Im Übrigen wird der außerordentlichen Revision Folge gegeben. Die Urteile der Vorinstanzen werden im über die Zurückweisung hinausgehenden Ausmaß einschließlich der gesamten Kostenentscheidungen aufgehoben, und die Rechtssache wird insofern zur neuerlichen Entscheidung nach Verfahrensergänzung an das Erstgericht zurückverwiesen.

Die Kostenentscheidung bleibt zur Gänze der im fortgesetzten Verfahren zu treffenden Entscheidung des Erstgerichts vorbehalten.

Text

Begründung

Die Klägerin führte seit 1974 ein Lokal unter der Bezeichnung „Tabasco“. Dagegen erhob die Beklagte 1979 eine Unterlassungsklage, die sie auf zwei ältere österreichische Marken mit dem Wortlaut bzw Wortbestandteil „TABASCO“ stützte. Aufgrund eines mit der Klage verbundenen Sicherungsantrags erließ der Oberste Gerichtshof am 25. März 1980 eine entsprechende einstweilige Verfügung (4 Ob 307/80), die der Klägerin am 5. Mai 1980 zugestellt wurde. Die Klägerin verteidigte sich mit der fehlenden Rechtsbeständigkeit der Marken; „Tabasco“ sei eine geographische Angabe und die Bezeichnung einer Pfeffersorte. Am 29. September 1981 wurde der Zivilprozess bis zur Entscheidung über einen von der Klägerin beim Patentamt eingebrachten Antrag auf Löschung der Marken unterbrochen.

Am 22. März 1982 trug das Erstgericht mit weiterer einstweiliger Verfügung dem Herausgeber eines Restaurantführers auf, nicht mehr auf das weiterhin mit „Tabasco“ bezeichnete Lokal der Klägerin hinzuweisen. Am 29. April 1982 änderte das Rekursgericht diese Entscheidung im Sinn einer Antragsabweisung ab, was der Oberste Gerichtshof am 30. Juni 1982 bestätigte (3 Ob 89/82).

Am 17. Mai 1982 gab das Patentamt dem Löschungsantrag der Klägerin statt, weil „Tabasco“ eine geographische Angabe und die Bezeichnung einer Pfeffersorte sei. Die Beklagte bekämpfte diese Entscheidung beim Obersten Patent- und Markensenat.

Mit Beschluss vom 8. Februar 1983 machte der Oberste Gerichtshof den weiteren Bestand der einstweiligen Verfügung von einer Sicherheitsleistung abhängig (4 Ob 306/83). Da die Beklagte die Sicherheitsleistung nicht erlegte, hob das Erstgericht die einstweilige Verfügung am 16. Mai 1983 auf.
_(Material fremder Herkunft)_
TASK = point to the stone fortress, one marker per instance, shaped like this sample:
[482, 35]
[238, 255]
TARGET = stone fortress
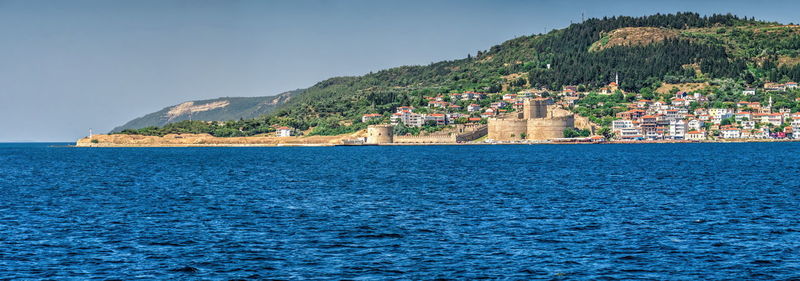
[539, 120]
[383, 134]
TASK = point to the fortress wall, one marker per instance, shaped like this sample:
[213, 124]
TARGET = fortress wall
[377, 134]
[473, 133]
[549, 128]
[584, 123]
[507, 129]
[534, 109]
[426, 139]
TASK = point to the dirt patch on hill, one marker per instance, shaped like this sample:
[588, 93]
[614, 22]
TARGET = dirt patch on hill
[189, 107]
[685, 87]
[632, 36]
[179, 140]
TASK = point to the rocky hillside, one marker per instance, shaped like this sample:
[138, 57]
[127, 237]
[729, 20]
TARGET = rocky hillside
[220, 109]
[645, 52]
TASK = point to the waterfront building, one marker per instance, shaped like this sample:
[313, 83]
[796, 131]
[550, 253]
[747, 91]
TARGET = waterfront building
[284, 132]
[367, 117]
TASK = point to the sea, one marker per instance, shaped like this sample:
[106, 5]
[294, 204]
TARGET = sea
[714, 211]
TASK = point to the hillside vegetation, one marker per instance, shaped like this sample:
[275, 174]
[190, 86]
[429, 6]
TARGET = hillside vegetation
[220, 109]
[689, 48]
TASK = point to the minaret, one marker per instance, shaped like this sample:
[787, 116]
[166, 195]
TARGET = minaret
[770, 104]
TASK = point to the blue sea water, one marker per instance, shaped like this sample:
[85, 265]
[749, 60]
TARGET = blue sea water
[638, 211]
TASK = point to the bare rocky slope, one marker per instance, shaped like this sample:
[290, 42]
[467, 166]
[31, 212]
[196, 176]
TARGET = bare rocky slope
[220, 109]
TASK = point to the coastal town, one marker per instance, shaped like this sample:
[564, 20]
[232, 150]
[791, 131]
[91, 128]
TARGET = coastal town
[680, 116]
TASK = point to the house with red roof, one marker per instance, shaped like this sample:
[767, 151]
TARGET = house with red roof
[284, 132]
[372, 116]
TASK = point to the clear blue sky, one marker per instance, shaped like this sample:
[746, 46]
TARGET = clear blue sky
[66, 66]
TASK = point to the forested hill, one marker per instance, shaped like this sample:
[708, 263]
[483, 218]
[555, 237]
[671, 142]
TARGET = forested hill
[643, 51]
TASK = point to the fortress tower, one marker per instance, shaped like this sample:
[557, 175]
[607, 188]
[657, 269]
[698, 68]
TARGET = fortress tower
[379, 134]
[540, 120]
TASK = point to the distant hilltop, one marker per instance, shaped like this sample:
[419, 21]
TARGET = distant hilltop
[636, 57]
[219, 109]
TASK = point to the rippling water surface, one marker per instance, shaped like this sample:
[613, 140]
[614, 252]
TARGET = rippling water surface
[650, 211]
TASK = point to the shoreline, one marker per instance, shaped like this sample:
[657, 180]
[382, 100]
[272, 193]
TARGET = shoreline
[165, 145]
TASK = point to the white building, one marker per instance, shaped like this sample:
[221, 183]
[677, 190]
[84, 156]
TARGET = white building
[284, 132]
[730, 133]
[677, 129]
[695, 125]
[696, 135]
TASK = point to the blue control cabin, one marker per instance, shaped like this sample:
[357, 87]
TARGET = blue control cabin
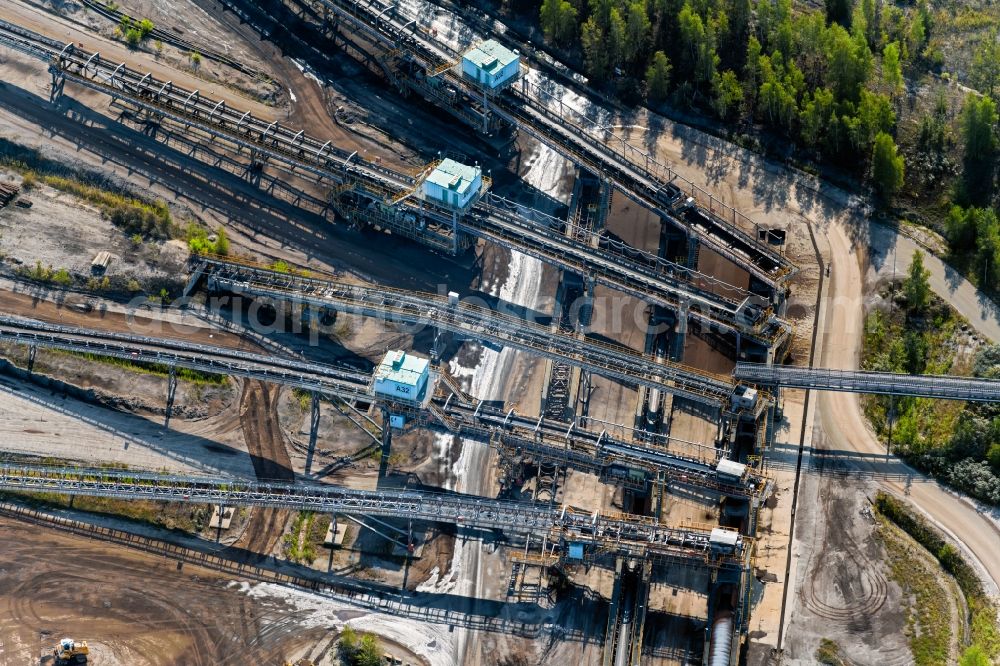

Mit Erkenntnis vom 27. Mai 1987 hob der Oberste Patent- und Markensenat die dem Löschungsantrag stattgebende Entscheidung des Patentamts auf (Om 1/83). Dass „Tabasco“ auch eine mexikanische Provinz bezeichne, sei unerheblich, weil dies in Österreich nicht bekannt sei. In Bezug auf die Verwendung als Pfefferbezeichnung seien noch weitere Feststellungen erforderlich. Im zweiten Rechtsgang wies das Patentamt am 12. April 1995 den Löschungsantrag ab. Der Oberste Patent- und Markensenat gab der dagegen gerichteten Berufung der Klägerin Folge und verfügte mit Erkenntnis vom 13. November 1996 die Löschung einer der beiden Marken; bei der anderen, die bereits aus anderen Gründen erloschen war, stellte er fest, dass sie nicht registrierungsfähig gewesen sei (Om 4/96). Er sah als maßgebend an, dass „Tabasco“ schon seit 1850 als Gattungsbezeichnung einer Pfeffersorte verwendet werde. Dies schließe eine Registrierung als Marke aus, wobei dieses Registrierungshindernis auch durch Verkehrsgeltung nicht überwunden werden könne. Das entsprach der Rechtslage vor der Markenrechts-Novelle 1999. Die Beklagte erhob gegen diese Entscheidung eine Beschwerde an den Verfassungsgerichtshof, der am 14. Mai 1997 aufschiebende Wirkung gewährt wurde.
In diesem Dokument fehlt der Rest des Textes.